Close both windows when you have finished.

Clean up

After you finish the tutorial, you can clean up the resources that you created so that they stop using quota and incurring charges. The following sections describe how to delete or turn off these resources.

If you created a separate project for this tutorial, delete the entire project. Otherwise, if the project has resources that you want to keep, only delete the resources created in this tutorial.

Deleting the project

  1. In the Google Cloud console, go to the Manage resources page.

    Go to Manage resources

  2. In the project list, select the project that you want to delete, and then click Delete.
  3. In the dialog, type the project ID, and then click Shut down to delete the project.

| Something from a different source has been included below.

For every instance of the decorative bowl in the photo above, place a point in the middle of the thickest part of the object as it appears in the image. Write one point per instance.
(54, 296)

Deleting specific resources

Deleting the instance group

  1. In the Google Cloud console, go to the Instance groups page.

    Go to Instance groups

  2. Select the checkbox for your autoscaling-web-app-group instance group.
  3. To delete the instance group, click Delete.

Deleting the instance template

  1. In the Google Cloud console, go to the Instance templates page.

    Go to Instance templates

  2. Click the checkbox next to the autoscaling-web-app-template.

  3. Click Delete at the top of the page. In the new window, click Delete to confirm the deletion.

Deleting the firewall rule

  1. In the Google Cloud console, go to the Firewall rules page.

    Go to Firewall rules

  2. Click the checkbox next to the firewall rule named default-allow-http.

  3. Click Delete. In the new window, click Delete to confirm the deletion.